Ravneet Joshi seconds her husband’s opinion on their son. Being a mother, Ravneet has a different shade of understanding her son, as any mother would, while having to know the dynamic between the father-son duo. When Aryan was a 12-year-old, Sunil decided to have a conversation with him regarding the former's career choice and his son was sure to follow his footsteps.

Twitter © Sunil Joshi, Ravneet Joshi with Aryan Joshi

“I honestly feel that we gave him a positive environment at home from our side trying to sort of support him and never tell him what to do. It was always his choice whether he wants to take sports seriously or sort of whether he wants to take academics seriously. But the only thing we were focused on is to be sincere in whatever you are doing. Like be honest with yourself and that’s what he has been always with academics and sports and he balanced it quite well. It was a no-pressure environment. I think from our side at least we told him very comprehensively that do what you want to do and whatever happens in life, your parents will always support you. That type of love he got at home and he never had to prove himself.”

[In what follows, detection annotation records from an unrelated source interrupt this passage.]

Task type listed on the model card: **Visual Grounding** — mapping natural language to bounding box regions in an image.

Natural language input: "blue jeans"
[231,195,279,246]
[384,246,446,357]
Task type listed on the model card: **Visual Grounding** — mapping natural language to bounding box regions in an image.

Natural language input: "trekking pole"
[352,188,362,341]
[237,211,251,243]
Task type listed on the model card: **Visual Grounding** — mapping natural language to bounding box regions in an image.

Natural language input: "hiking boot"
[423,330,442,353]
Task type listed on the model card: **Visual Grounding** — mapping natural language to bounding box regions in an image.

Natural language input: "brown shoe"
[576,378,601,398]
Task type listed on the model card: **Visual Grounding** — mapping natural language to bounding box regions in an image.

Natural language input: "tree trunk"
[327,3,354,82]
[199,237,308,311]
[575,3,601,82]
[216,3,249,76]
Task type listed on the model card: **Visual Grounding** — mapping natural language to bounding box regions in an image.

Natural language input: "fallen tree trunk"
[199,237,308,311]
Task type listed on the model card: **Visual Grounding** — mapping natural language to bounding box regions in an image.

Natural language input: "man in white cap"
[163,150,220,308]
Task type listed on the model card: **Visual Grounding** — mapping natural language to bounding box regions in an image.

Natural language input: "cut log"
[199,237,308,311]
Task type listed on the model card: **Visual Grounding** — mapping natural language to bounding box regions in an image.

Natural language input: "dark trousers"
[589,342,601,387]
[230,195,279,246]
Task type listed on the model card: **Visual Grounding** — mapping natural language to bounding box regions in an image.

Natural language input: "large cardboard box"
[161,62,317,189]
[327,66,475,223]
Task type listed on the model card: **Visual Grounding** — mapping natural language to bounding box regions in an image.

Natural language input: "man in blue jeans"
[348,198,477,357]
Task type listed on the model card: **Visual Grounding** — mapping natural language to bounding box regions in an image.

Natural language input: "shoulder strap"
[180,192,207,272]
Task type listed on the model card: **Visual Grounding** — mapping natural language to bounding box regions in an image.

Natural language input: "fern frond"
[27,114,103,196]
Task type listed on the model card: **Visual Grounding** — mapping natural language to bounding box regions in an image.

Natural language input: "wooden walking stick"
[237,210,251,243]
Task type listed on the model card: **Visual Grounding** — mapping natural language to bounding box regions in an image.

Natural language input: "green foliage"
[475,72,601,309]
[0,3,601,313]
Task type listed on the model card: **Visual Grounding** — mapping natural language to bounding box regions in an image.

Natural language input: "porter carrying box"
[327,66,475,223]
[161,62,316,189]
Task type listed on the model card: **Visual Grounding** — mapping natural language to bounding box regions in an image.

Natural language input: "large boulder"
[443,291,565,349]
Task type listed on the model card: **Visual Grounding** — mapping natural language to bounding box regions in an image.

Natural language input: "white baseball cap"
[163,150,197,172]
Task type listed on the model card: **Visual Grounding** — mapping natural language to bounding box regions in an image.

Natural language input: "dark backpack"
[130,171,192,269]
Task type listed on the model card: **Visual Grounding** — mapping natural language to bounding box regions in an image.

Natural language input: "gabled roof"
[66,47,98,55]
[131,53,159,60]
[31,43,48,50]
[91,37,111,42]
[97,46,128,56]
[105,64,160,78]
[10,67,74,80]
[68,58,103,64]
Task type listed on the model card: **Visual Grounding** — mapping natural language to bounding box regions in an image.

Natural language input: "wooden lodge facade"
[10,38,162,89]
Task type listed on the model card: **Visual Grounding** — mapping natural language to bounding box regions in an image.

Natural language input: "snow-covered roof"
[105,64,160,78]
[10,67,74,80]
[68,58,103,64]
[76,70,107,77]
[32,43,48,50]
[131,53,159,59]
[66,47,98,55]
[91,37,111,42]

After chalking out the plans, Aryan got in touch with athletes from various sports to tell stories of how they overcame tough challenges in their life and how mental strength helped them overcome those phases. Sourcing those videos, Joshi put them up on his Facebook page called “Mental Strength Matters”. 

“I am lucky that a few of my close friends and relatives are sportsmen so they were very open with me and I could question them. It started off as a discussion and then I felt that I could turn this into an interview maybe. I came up with a small questionnaire. The first question was would you be able to appreciate the challenge and how did mental strength help you to overcome it and lastly what message would you like to share with the youth with regards to mental strength. This project is not targeted only for athletes. I think everybody can learn from this,” Aryan added.

So far, in three seasons of MSM short clips, Joshi has brought in the some of the finest sportsmen like Virender Sehwag, KL Rahul, Mayank Agarwal, Yuvraj Singh, Kuldeep Yadav, Mithali Raj, Pankaj Advani, Zaheer Khan, Robin Uthappa, Harbhajan Singh, Jhulan Goswami, Veda Krishnamurthy, and Vinay Kumar among others. The budding youngsters like Prithvi Shaw, Shubang Hegde, Yashasvi Jaiswal, Priyam Garg also shared their experience to make the profile a richer one for anyone who wants to understand and learn the secrets of how inspirational athletes overcome the challenges pertaining to mental health.

“I myself tried to understand what mental strength is. I personally took videos of athletes so I could share with anyone of my age or younger who wanted to become professionals. But then when there were so many varieties from cricket, football, driving, golf and other sports. I realised that everyone faced different challenges and those were not pertaining only to their sport. So we could’ve faced much bigger challenges in personal life. So I realised that not only athletes but most people can learn from this project.”

Bringing Tim Paine’s words to the context, the spike in mental illnesses is not just a cricket problem as it is one of the biggest issues to have wrapped the humankind. 17-year-old Aryan Joshi - the age needs a reinforcement here - has started a much-required commentary. Embracing the idea might help create a revolution and more importantly, a conversation.